An airplane is flying on a bearing of 285 degrees at 480 mph. A wind is blowing with the bearing 265 degrees at 30?

a. find the component from of the velocity of the airplane
b. find the actual speed and direction of the airplane

485 sin 75 degrees
-485 cos 75 degrees (in 4 th quadrant)
30 sin -20 degrees
-30 cos -20 degrees
Then, added them for component form.

Here is what I got, but it is not correct....I'm really not sure how to start the problem and finish it with the actual speed and direction.

1 answer

First, planes fly on headings, not bearings.
Second, winds are usually indicated by where they are blowing from, but I'll assume your wind is indeed blowing roughly westward.

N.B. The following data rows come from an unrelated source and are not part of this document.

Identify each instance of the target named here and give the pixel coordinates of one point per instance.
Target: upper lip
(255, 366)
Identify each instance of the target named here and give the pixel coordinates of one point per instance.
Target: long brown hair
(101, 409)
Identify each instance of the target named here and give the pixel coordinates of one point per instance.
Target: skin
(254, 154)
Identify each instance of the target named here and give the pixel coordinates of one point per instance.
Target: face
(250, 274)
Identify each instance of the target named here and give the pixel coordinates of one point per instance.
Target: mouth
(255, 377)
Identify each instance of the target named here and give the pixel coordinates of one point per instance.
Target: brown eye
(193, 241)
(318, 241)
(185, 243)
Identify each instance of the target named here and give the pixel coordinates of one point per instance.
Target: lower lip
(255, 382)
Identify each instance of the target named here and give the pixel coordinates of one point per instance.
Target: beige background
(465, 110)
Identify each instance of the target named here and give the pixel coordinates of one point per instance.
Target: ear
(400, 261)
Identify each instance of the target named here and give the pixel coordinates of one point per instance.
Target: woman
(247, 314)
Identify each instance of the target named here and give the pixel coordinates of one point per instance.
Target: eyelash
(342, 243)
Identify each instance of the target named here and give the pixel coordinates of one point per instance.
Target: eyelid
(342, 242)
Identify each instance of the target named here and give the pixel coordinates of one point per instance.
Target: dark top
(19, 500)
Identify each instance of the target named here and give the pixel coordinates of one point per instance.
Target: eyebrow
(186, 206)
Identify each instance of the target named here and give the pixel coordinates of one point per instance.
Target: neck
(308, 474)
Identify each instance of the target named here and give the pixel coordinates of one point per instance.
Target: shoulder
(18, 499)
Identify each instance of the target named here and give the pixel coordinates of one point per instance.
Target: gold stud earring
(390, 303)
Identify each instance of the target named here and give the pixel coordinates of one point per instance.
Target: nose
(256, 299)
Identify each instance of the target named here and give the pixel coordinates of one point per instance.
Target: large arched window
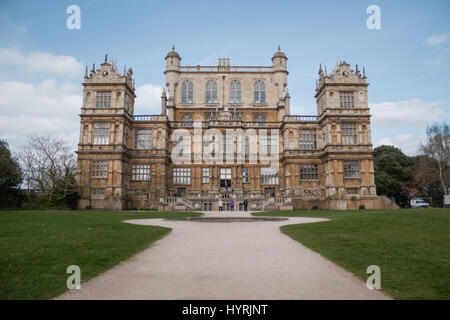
(235, 91)
(187, 91)
(259, 89)
(211, 91)
(260, 118)
(186, 121)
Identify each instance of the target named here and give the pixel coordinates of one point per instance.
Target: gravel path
(225, 260)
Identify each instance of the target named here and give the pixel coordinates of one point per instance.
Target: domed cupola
(173, 54)
(279, 54)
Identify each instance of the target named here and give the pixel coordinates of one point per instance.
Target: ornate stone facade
(125, 159)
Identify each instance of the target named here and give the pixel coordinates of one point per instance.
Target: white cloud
(44, 109)
(437, 39)
(41, 62)
(406, 113)
(7, 24)
(50, 108)
(148, 99)
(408, 143)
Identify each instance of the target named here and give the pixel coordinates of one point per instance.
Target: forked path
(226, 260)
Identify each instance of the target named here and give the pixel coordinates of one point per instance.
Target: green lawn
(412, 247)
(36, 247)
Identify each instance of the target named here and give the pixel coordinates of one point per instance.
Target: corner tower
(106, 116)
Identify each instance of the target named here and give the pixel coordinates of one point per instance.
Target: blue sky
(407, 61)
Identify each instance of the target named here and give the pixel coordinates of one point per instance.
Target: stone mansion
(325, 160)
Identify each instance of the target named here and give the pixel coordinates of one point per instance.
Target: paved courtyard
(226, 260)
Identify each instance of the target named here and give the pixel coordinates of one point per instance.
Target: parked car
(419, 203)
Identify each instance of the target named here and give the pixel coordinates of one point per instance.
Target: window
(348, 133)
(309, 172)
(267, 141)
(347, 99)
(209, 144)
(186, 121)
(143, 139)
(187, 91)
(141, 172)
(245, 176)
(269, 176)
(260, 118)
(205, 175)
(211, 91)
(247, 146)
(308, 141)
(351, 169)
(101, 133)
(98, 191)
(103, 99)
(259, 90)
(235, 91)
(99, 169)
(225, 177)
(181, 175)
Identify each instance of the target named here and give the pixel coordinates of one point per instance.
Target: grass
(412, 247)
(36, 247)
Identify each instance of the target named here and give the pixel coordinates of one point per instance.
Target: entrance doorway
(270, 192)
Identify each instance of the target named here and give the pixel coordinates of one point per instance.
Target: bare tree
(434, 163)
(49, 165)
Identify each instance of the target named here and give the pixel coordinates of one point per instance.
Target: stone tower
(343, 110)
(106, 114)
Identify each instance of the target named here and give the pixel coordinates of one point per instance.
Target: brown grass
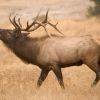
(18, 80)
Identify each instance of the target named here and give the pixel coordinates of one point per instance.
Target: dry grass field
(18, 80)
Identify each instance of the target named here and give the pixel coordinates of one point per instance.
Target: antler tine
(39, 24)
(46, 17)
(55, 27)
(19, 22)
(12, 21)
(29, 26)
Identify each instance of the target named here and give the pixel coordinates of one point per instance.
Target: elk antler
(35, 23)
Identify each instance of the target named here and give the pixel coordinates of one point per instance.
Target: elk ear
(25, 33)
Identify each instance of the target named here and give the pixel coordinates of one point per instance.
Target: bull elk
(51, 53)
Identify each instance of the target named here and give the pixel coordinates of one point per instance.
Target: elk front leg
(42, 77)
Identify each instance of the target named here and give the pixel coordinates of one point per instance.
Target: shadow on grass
(94, 11)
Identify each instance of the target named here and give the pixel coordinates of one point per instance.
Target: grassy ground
(18, 80)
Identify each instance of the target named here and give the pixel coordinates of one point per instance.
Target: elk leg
(59, 76)
(96, 79)
(42, 77)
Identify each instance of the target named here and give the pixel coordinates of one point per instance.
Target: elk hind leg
(59, 76)
(42, 77)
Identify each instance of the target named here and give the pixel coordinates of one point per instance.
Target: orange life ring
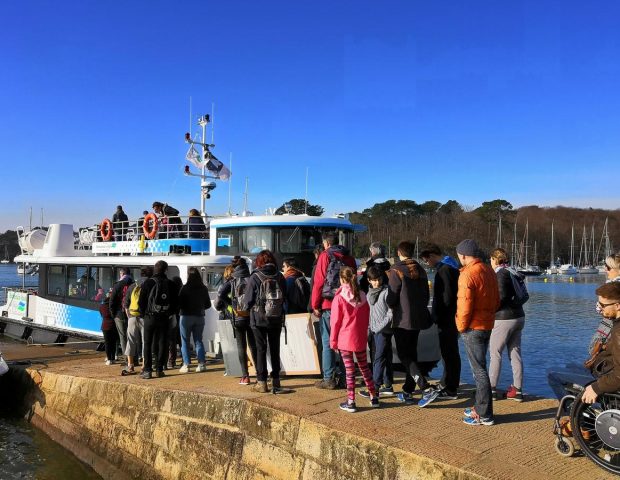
(150, 232)
(106, 230)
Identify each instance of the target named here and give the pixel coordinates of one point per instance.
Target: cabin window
(227, 241)
(103, 279)
(56, 280)
(254, 240)
(78, 281)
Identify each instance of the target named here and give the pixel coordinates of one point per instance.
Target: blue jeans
(571, 373)
(192, 325)
(328, 356)
(382, 372)
(477, 344)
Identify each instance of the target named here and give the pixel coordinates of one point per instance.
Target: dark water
(26, 452)
(560, 319)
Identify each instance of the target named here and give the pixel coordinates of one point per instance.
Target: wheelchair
(595, 428)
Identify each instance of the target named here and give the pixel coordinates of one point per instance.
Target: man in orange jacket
(477, 302)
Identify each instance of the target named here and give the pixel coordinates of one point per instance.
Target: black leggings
(245, 337)
(110, 337)
(267, 337)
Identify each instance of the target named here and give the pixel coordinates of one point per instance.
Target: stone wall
(133, 431)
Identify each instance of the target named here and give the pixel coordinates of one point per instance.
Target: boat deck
(519, 446)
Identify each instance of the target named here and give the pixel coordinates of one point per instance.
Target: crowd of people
(170, 224)
(479, 302)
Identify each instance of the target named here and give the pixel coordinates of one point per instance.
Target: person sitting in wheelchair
(601, 373)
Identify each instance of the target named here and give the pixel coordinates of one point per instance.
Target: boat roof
(128, 260)
(285, 220)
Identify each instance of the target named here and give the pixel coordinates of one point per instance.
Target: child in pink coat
(349, 334)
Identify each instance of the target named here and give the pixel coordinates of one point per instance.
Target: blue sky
(380, 100)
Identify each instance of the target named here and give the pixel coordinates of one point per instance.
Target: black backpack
(270, 300)
(300, 296)
(239, 305)
(332, 276)
(159, 298)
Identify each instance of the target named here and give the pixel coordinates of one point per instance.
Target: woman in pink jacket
(349, 334)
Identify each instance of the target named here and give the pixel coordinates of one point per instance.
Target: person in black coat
(443, 313)
(120, 224)
(196, 225)
(157, 325)
(377, 252)
(267, 330)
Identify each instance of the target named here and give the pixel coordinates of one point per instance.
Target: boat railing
(134, 230)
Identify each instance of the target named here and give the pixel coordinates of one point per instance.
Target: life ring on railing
(150, 231)
(105, 229)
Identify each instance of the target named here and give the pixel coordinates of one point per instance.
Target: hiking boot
(405, 397)
(349, 407)
(428, 397)
(477, 420)
(260, 387)
(514, 393)
(326, 384)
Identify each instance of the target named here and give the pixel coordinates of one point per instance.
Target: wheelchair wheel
(564, 447)
(596, 428)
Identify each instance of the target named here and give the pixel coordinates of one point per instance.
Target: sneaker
(386, 392)
(514, 393)
(478, 421)
(428, 397)
(260, 387)
(447, 395)
(349, 407)
(329, 384)
(405, 397)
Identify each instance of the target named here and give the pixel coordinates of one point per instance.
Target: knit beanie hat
(467, 247)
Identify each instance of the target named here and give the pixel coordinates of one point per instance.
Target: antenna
(229, 187)
(213, 123)
(306, 198)
(245, 197)
(190, 116)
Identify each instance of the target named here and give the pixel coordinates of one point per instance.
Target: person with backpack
(297, 287)
(231, 304)
(135, 323)
(377, 257)
(120, 223)
(119, 292)
(381, 331)
(509, 323)
(193, 302)
(348, 334)
(157, 303)
(110, 335)
(325, 283)
(443, 313)
(408, 297)
(265, 295)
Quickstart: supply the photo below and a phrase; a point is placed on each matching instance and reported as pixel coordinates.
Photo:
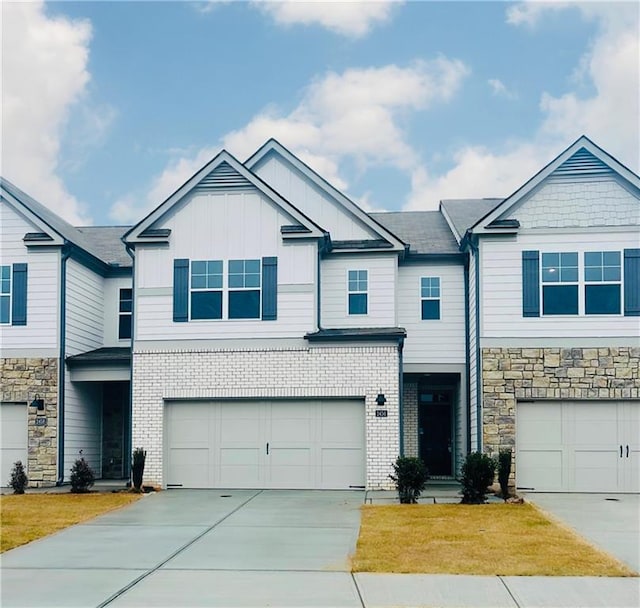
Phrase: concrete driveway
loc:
(609, 521)
(197, 548)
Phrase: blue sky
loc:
(110, 106)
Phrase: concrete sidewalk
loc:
(245, 548)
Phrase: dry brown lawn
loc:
(493, 539)
(26, 517)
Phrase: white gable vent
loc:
(223, 176)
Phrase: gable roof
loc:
(581, 158)
(426, 232)
(100, 243)
(226, 172)
(272, 146)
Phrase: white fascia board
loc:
(481, 227)
(134, 234)
(352, 208)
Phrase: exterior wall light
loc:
(38, 403)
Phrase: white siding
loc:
(43, 281)
(220, 226)
(83, 425)
(473, 357)
(112, 287)
(502, 288)
(312, 201)
(382, 276)
(579, 203)
(85, 309)
(432, 341)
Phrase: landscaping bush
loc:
(410, 477)
(19, 479)
(82, 477)
(504, 471)
(478, 472)
(137, 468)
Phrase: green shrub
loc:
(478, 472)
(82, 477)
(410, 477)
(18, 479)
(137, 467)
(504, 471)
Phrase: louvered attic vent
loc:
(223, 176)
(582, 163)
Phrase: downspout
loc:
(401, 395)
(127, 459)
(61, 365)
(476, 250)
(467, 354)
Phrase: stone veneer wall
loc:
(22, 380)
(274, 373)
(410, 419)
(509, 374)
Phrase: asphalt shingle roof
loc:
(423, 231)
(105, 241)
(465, 212)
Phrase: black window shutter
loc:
(181, 290)
(530, 284)
(269, 289)
(19, 296)
(632, 282)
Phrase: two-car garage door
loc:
(265, 444)
(578, 446)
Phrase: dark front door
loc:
(435, 424)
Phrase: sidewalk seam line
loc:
(515, 601)
(355, 582)
(134, 582)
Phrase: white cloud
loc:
(499, 89)
(352, 19)
(610, 116)
(44, 75)
(356, 114)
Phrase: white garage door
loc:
(265, 444)
(13, 438)
(578, 446)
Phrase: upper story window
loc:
(124, 314)
(358, 292)
(5, 294)
(13, 294)
(206, 289)
(244, 289)
(430, 297)
(603, 280)
(590, 283)
(560, 283)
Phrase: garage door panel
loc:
(590, 434)
(540, 469)
(297, 432)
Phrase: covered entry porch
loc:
(435, 421)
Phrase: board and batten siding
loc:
(382, 278)
(438, 340)
(83, 425)
(312, 200)
(502, 287)
(473, 354)
(43, 284)
(226, 226)
(85, 309)
(112, 287)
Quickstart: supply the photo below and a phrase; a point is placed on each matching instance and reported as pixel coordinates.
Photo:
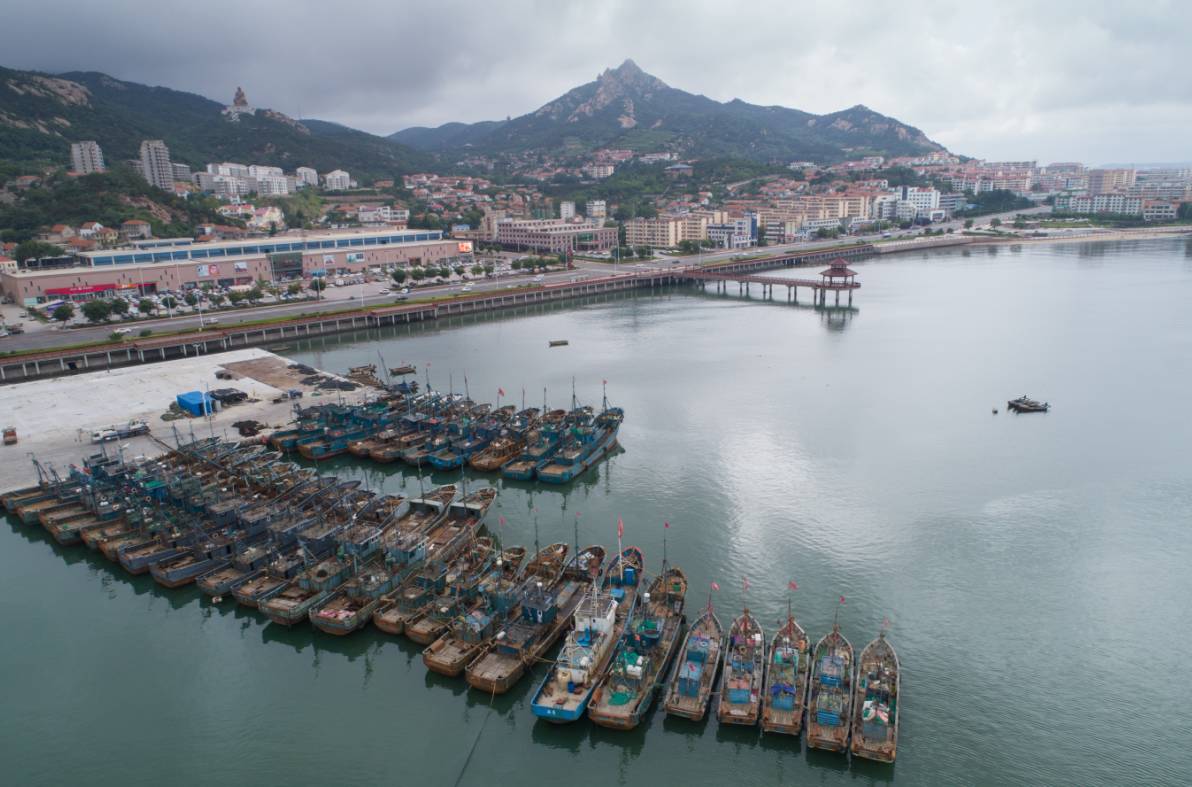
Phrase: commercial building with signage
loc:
(187, 265)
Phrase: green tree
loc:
(63, 313)
(35, 249)
(97, 310)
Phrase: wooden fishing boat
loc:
(458, 594)
(545, 613)
(436, 577)
(695, 670)
(273, 580)
(585, 445)
(498, 595)
(627, 691)
(786, 680)
(497, 453)
(197, 561)
(876, 702)
(830, 695)
(600, 620)
(295, 601)
(743, 673)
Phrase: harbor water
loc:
(1034, 568)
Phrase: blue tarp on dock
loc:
(196, 403)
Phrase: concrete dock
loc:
(55, 416)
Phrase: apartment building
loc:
(554, 236)
(1103, 181)
(86, 157)
(155, 163)
(337, 180)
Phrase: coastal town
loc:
(436, 395)
(293, 231)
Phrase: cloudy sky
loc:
(1086, 80)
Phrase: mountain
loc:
(627, 107)
(41, 115)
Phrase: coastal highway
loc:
(336, 298)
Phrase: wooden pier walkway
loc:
(55, 363)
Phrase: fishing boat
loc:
(197, 561)
(273, 580)
(695, 670)
(1026, 404)
(743, 671)
(432, 586)
(786, 680)
(545, 613)
(459, 593)
(502, 450)
(830, 695)
(587, 442)
(627, 691)
(600, 620)
(876, 700)
(498, 595)
(295, 601)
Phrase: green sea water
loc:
(1034, 569)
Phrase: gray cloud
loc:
(1096, 81)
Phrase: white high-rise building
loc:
(86, 157)
(272, 185)
(306, 177)
(229, 168)
(258, 171)
(336, 180)
(155, 163)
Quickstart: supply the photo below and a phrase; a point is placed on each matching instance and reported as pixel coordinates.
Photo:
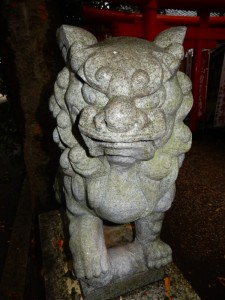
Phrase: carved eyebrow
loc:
(80, 78)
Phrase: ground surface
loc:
(194, 226)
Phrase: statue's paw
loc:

285° is measured clockwise from due north, which is 90°. So, it is in QII. Due west is a heading of 270°, so it is 15° north of west.

480@285° = <480cos285°,480sin285°> = <-480cos15°,480sin15°>
30@265° = <30cos265°,30sin265°> = <-30cos5°,-30sin5°>

To find the actual speed and direction of the plane, convert the values to decimal values, add the components, and then use the Pythagorean theorem to find the speed, and then figure the angle (tanθ=y/x). That θ is measured counterclockwise from the x-axis, so you need to convert that to actual course heading.